3.3.4. Dehydration, clearing, paraffin infiltration and embedding
Complete replacement of water in tissues with paraffin is crucial for obtaining high-quality sections. Firstly, water is replaced with an amphiphilic solvent (e.g. ethanol). Then, this solvent will be replaced with a hydrophobic solvent (e.g. xylene). Finally, the hydrophobic solvent is replaced with paraffin. Longer exposure to each of the different reagents will ensure complete replacement, but may also adversely affect the tissues. Therefore, it is important to optimize conditions, such as the exposure time for each solvent, depending on the type of specimen. Here, we describe conditions for paraffin embedding of the midgut and hindgut of the honey bee.
- Dehydrate the gut tissues by soaking in absolute ethanol for 1 hr at room temperature, repeat twice or more to ensure the replacement of water with ethanol in the tissue.
- Clear dehydrated tissues by soaking in absolute xylene for 20 min at room temperature; repeat twice more for a total of 3 washes.
- Infiltrate paraffin into the tissues by applying liquid paraffin at 65-70˚C, 3 times for 1 hr.

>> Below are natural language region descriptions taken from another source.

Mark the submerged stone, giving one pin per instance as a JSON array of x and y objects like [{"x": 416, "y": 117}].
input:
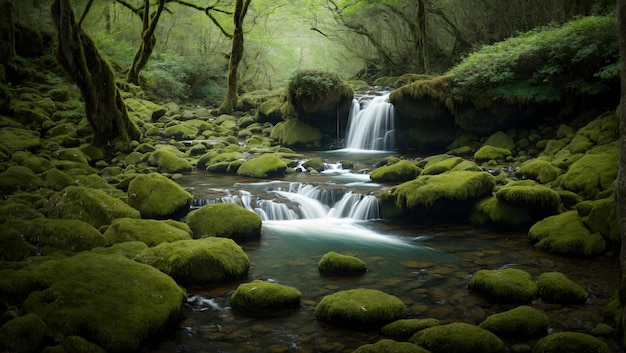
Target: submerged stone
[
  {"x": 263, "y": 298},
  {"x": 198, "y": 261},
  {"x": 360, "y": 307}
]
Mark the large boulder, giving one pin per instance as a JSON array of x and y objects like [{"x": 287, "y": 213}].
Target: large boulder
[
  {"x": 112, "y": 301},
  {"x": 156, "y": 196},
  {"x": 360, "y": 307},
  {"x": 226, "y": 220},
  {"x": 263, "y": 298},
  {"x": 198, "y": 261}
]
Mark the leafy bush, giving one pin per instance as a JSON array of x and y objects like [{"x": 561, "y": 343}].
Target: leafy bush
[{"x": 540, "y": 65}]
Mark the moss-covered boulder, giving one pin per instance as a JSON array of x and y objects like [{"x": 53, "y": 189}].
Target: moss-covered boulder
[
  {"x": 397, "y": 172},
  {"x": 450, "y": 194},
  {"x": 110, "y": 300},
  {"x": 226, "y": 220},
  {"x": 360, "y": 307},
  {"x": 148, "y": 231},
  {"x": 63, "y": 235},
  {"x": 510, "y": 285},
  {"x": 458, "y": 338},
  {"x": 88, "y": 205},
  {"x": 403, "y": 329},
  {"x": 521, "y": 322},
  {"x": 333, "y": 263},
  {"x": 570, "y": 342},
  {"x": 566, "y": 234},
  {"x": 593, "y": 173},
  {"x": 389, "y": 346},
  {"x": 156, "y": 196},
  {"x": 198, "y": 261},
  {"x": 555, "y": 287},
  {"x": 24, "y": 334},
  {"x": 168, "y": 161},
  {"x": 264, "y": 298},
  {"x": 266, "y": 166}
]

- Put the tissues in melted paraffin in a desired orientation and ‘snap cool’ it in ice-cold water. Do this in a mould (plastic or metal), which has been pre-warmed to the same temperature as the paraffin. Use a Pasteur pipette (also pre-warmed) to pipette melted paraffin into the mould. Add the specimen into the mould filled with paraffin, then ‘snap-cool’ it immediately in the ice-cold water. After leaving it for 5 min in the ice-cold water, the paraffin should have hardened and the block including the embedded tissue can be removed from the mould.
- Determine the direction of your sectioning (cross or sagital) before embedding it in the paraffin block, and then remember the orientation of the sample. Once embedded, the tissue is difficult to see in solid paraffin. Thus, the orientation of the tissue should be marked down for proper orientation of the block when preparing sectioning later.